Yüzyılın İçinden Düşen Adam
Berlin’de yeni bir hayat kurmaya çalışan Paul Wendland Kück’ün hayatı, annesinden gelen bir telefonla bambaşka bir seyre girer: Kuzey’in Rodini olarak anılan heykeltıraş dedesinden yadigâr evleri, bataklık bölgesi Worpswede’de yavaş yavaş toprağa gömülmektedir.

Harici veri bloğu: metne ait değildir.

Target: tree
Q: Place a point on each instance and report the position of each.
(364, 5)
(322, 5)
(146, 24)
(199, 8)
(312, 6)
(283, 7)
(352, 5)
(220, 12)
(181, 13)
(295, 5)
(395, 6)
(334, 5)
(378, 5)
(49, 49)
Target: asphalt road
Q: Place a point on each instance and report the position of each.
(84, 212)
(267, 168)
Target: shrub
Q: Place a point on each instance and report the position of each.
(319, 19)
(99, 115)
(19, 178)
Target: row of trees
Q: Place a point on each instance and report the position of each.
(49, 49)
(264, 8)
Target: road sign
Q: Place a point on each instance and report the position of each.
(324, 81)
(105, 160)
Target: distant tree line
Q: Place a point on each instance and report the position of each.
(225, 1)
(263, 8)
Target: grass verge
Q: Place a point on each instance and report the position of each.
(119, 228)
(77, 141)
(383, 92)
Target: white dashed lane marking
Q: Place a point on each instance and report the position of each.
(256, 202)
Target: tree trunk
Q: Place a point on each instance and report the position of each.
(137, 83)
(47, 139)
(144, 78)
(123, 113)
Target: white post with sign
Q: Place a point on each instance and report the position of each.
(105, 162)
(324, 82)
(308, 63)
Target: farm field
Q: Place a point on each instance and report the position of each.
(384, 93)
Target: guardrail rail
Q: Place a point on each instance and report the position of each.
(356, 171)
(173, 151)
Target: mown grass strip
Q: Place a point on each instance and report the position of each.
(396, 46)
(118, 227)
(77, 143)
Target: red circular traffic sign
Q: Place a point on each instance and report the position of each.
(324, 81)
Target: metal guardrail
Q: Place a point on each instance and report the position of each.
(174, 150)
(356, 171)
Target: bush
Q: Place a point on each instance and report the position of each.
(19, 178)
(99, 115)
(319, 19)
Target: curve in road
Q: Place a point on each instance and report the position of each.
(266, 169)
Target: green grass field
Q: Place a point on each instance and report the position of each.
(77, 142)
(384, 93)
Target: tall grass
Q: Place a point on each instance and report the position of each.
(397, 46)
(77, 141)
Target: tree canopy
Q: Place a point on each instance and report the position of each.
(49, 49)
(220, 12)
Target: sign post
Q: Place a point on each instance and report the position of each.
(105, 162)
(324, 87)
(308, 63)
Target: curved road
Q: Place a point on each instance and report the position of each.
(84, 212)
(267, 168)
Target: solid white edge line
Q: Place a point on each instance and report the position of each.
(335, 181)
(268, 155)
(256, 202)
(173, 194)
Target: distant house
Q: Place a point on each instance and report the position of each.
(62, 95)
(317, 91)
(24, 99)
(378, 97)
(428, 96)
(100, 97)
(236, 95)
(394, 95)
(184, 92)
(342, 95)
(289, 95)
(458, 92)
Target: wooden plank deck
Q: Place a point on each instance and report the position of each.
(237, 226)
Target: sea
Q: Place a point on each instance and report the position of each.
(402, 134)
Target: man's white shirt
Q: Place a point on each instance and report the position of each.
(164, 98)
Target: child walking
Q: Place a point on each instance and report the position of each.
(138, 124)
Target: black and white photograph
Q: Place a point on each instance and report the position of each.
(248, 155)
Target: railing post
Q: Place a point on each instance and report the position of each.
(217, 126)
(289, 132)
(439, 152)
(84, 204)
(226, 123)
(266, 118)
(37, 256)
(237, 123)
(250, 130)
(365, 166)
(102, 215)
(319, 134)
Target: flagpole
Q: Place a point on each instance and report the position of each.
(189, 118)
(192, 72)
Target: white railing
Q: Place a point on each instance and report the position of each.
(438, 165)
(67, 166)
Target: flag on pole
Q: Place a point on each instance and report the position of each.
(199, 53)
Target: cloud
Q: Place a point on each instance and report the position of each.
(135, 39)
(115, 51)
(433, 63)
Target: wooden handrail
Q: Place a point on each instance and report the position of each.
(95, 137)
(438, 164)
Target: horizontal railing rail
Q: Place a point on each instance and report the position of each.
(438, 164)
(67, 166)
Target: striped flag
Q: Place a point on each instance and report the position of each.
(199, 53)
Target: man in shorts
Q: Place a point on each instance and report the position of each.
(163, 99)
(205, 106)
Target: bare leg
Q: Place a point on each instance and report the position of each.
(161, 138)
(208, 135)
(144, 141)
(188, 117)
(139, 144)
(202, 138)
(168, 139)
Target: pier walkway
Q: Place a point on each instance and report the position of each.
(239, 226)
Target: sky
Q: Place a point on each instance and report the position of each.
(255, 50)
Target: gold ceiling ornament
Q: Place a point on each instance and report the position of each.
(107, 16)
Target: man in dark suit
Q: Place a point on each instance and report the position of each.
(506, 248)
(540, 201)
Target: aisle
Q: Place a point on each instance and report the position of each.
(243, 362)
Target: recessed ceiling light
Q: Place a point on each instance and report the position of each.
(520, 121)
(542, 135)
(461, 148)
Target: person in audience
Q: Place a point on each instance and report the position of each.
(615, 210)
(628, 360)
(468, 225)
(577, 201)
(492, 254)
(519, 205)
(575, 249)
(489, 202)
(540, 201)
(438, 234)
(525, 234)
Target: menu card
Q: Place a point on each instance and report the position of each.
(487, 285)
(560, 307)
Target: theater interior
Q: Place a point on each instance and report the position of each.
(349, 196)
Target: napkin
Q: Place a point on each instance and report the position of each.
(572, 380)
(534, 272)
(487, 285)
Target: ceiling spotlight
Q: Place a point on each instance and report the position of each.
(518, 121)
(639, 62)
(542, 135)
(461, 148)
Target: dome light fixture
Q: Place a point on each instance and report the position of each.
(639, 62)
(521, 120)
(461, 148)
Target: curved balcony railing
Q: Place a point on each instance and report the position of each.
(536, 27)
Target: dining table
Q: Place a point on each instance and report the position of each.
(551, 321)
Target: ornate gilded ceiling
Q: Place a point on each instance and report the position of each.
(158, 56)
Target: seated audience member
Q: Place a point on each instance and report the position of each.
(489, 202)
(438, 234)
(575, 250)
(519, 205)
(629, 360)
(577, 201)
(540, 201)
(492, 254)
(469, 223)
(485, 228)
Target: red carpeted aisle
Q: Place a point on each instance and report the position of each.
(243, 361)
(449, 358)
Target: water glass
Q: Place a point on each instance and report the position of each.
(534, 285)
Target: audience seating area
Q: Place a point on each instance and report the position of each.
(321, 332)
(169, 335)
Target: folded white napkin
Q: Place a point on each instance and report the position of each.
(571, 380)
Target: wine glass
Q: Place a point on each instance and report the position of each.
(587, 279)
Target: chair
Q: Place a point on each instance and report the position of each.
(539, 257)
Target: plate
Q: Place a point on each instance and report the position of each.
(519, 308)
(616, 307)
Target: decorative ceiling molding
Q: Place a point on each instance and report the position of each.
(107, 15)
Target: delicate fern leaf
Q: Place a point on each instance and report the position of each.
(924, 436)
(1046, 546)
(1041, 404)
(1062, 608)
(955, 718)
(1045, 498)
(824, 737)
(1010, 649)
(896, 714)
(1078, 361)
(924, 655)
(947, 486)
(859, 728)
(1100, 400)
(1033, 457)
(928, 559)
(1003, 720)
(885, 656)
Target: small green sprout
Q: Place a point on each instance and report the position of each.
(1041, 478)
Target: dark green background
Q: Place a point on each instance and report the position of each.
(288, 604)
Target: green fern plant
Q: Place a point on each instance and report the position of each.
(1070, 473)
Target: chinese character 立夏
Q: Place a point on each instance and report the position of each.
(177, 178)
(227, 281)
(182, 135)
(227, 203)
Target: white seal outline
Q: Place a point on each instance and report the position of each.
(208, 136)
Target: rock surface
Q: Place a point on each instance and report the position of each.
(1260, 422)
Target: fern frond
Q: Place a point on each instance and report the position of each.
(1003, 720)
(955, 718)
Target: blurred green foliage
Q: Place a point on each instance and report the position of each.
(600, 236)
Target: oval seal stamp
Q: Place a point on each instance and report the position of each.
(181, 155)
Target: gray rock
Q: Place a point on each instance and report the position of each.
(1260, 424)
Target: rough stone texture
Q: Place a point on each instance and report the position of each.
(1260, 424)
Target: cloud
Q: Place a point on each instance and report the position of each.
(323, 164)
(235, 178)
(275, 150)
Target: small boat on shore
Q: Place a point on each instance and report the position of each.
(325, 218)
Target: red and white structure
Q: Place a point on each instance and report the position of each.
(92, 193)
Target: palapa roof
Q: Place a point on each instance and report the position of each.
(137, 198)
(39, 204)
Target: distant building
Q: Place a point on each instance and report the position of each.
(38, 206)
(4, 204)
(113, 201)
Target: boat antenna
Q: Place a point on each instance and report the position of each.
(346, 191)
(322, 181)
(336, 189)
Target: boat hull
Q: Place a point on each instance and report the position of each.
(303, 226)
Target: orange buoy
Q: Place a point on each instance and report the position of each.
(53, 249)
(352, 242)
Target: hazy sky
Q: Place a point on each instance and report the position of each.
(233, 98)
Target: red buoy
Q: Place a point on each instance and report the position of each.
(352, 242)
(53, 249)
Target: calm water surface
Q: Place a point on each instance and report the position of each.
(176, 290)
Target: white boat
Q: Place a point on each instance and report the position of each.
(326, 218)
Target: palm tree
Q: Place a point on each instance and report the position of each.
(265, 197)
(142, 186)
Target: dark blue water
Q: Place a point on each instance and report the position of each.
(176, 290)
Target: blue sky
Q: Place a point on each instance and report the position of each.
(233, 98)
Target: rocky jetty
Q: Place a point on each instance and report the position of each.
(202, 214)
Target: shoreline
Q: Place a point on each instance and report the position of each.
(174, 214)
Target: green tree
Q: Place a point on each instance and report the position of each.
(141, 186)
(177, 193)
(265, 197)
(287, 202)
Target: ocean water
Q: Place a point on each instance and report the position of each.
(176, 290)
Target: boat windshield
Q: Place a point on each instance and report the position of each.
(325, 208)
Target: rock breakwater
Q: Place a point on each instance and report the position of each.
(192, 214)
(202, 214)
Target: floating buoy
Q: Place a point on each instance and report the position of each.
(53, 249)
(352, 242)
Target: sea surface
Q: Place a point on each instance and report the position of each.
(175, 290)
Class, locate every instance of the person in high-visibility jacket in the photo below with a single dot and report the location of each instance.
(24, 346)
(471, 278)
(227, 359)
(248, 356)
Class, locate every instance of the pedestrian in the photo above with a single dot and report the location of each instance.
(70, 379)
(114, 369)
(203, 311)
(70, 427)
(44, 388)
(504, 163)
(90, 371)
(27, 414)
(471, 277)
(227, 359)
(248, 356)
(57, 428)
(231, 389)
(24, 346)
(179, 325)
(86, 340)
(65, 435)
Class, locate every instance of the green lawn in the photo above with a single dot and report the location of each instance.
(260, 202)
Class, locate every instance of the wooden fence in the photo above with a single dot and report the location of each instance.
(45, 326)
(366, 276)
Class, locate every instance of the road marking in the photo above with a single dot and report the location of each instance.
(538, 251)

Paul tadilatla ilgilenmek ve belediye tarafından yüzyılın sanatçısı seçilen dedenin devasa heykellerini bataklıktan kurtarmak üzere yıllar sonra memleketine dönmek zorunda kalır.
Kendi halinde bir sanat galerisi işletmecisi olan Paul’ün angarya işleri halletmek için çıktığı yolculuğu, şimdi ile geçmişin farklı zaman katmanları ve kişileri arasında gidip gelen trajikomik, heyecan yüklü bir aile hikâyesine evrilir: Sanatçı kolonisine dönüşen bir kasaba, 68 kuşağından çıkıp New Age kültürüne uyumlanmış baskın bir anne, bir gardırobun içinde dünyaya gelen bir oğul, cebinde poşet rezene çayıyla gezen, unutulmuş bir ressam, Rilke’nin olduğu iddia edilen ve her misafire gösterilen kutsal tencere…
Moritz Rinke, yayımlandığı sene çoksatarlar arasına giren Yüzyılın İçinden Düşen Adam’da karakterlerinin derinliklerine inerken, tıpkı Worpswede bataklıklarından çıkan cesetler gibi derine gömülmüş karanlık sırları gün ışığına çıkarıyor.